Anderson said she'd been waiting for that phone call for four decades. Anderson then met up with her daughter at her home just across town in Des Moines.

"I had absolutely no idea where she was, and for her to be here all my life, never to have left, on the other side of town," said Wardlaw.

Anderson said she was "a 19-year-old single girl" when she was pregnant with Wardlaw.

"Nobody was happy or excited for me, not just because she was out of wedlock — which was pretty important back then — but because she was part African-American," said Anderson. She said her mother kicked her out of the house, and she decided "to release her daughter for adoption so she could have a family."

Wardlaw said she doesn't hold any grudges against Anderson.

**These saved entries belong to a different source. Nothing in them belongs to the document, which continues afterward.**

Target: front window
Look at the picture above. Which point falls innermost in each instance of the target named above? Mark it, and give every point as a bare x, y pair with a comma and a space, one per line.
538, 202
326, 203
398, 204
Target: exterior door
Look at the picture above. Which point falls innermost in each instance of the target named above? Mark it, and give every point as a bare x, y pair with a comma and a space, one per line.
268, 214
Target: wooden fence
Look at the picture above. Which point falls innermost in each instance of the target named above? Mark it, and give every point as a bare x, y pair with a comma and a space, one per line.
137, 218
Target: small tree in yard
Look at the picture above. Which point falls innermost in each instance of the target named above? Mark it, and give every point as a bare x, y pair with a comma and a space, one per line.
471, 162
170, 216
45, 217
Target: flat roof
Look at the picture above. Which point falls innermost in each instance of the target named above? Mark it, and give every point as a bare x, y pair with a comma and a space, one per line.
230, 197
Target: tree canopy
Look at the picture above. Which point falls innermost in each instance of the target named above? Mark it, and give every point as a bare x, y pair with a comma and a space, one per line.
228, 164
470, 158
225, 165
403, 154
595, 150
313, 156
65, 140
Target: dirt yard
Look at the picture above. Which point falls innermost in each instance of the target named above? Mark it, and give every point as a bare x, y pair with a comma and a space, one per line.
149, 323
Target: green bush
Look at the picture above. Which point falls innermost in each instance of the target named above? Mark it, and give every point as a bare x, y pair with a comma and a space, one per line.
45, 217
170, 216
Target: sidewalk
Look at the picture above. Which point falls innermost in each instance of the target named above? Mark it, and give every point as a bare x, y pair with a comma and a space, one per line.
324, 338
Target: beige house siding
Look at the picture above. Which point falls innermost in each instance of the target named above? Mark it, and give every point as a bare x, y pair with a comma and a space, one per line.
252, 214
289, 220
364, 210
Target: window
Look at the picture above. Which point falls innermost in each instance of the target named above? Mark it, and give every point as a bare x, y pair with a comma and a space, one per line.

"It's kind of hard for me to compartmentalize my emotions right now," Wardlaw said. "Because I still think that while this was great, the times that she lived in and the pressure that she was under and the racism that was out there makes me angry. I find myself getting angry at society because someone's color of their skin can make somebody feel less than. And that bothers me."

Wardlaw said she's reached out to her birth father too.

Anderson said she hopes to start making up for lost time.

"I was just getting ready to send her flowers that say, 'With love and celebration for all the events I missed,'" Anderson said. "I want to send her something today that tells her it was real, and I am here."